1. Introduction
Bioinformatics involves combining various scientific disciplines such as applied mathematics, statistics, and computer science and using the latest methods for solving biological problems ( 1 ). Nowadays, bioinformatics applications are becoming more crucial in academic studies, which analyze the structures of amino acids and proteins. These studies design metabolic pathways for division and prediction of function as well as localization of their position in cells using alignment operations ( 2 ). Various bioinformatics-related applications are available that should be used for conducting new experiments and researches due to their roles in simply organizing and analyzing data to access and interpret ( 3 ). The human IL-17A gene has 1874 base pairs in the short arm of chromosome 6 region 1 band 2 sub-band 2(Chr. 6 p12.2 ) which has 3exons, 2introns and is cloned from CD4+ T cells. Each member of the IL-17 family has a unique cellular expression pattern. IL-17A and IL-17F expression appear to be limited to a small number of activated T cells and increase during inflammation ( 4 ) .IL-17A is a 155-amino acid protein that is a disulfide-linked, homodimeric, secreted glycoprotein with a molecular mass of 35 kDa. Each subunit of the homodimer is approximately 15-20 KDa. IL-17has a 23-amino-acid signal peptide followed by a 123-amino-acid chain region that is typical of the IL-17 family. Purification of the protein revealed two bands at 15 KDa and 20 KDa, which discovered an N-linked glycosylation site. Four conserved cysteines that produce two disulfide linkages were discovered by comparing different members of the IL-17 family. IL-17 differs from other interleukins. Furthermore, no proteins or structural domains are found similar to IL-17 ( 5 ). Breast cancer is a subset of diseases in which cells of breast tissue keeps uncontrollably change and divide, typically forming a lump or mass. Various types of breast cancers mostly start in the lobules (milk glands) or ducts that connect the lobules to the nipple ( 6 ). The present study aimed to analyze and detect the sequence, compute, and predict the structure of IL-17A in patients with breast cancer using a bioinformatics tool.
2. Material and Methods
2.1. Blood Sample Collection
A total of 60 blood samples were obtained from Iraqi women aged 25 to 75 with breast cancer. Twenty blood samples were obtained from healthy women in the same age range as a control group. Blood samples were collected from each patient in healthy and control groups with venous blood sampling using disposable syringes in sterile EDTA tubes. Approximately 3 ml of blood samples were stored from each patient in healthy control the blood samples at –20°C ( 7 ).
2.2. DNA Extraction
DNA extraction is a method to purify DNA from cell debris by disrupting the cell membrane. Easy Pure® Blood Genomic DNA Kit was used to extract DNA from the blood of participants in both groups.

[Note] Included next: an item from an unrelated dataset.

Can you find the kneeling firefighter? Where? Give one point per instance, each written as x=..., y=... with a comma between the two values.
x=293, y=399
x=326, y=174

2.3. Primer Design for IL-17A Gene
The IL-17A gene sequence was collected from the Genome Database of the National Center for Biotechnology Information (NCBI) (RefSeq: NC_000006.12). Primer3 software was used (http://bioinfo.ul.ee/primer3) for rs2275913 of IL-17A primer design ( 8 , 9 ). The sequences of the forward and the reverse primers were 5'- GGCCAAGGAATCTGTGAGGA -3' and 5'- GGGATGGATGAGTTTGTGCC -3', respectively. The product size of rs2275913 was 441bp, then the primers provided by Alpha DNA company /Canada were used as lyophilized for the primers in PCR.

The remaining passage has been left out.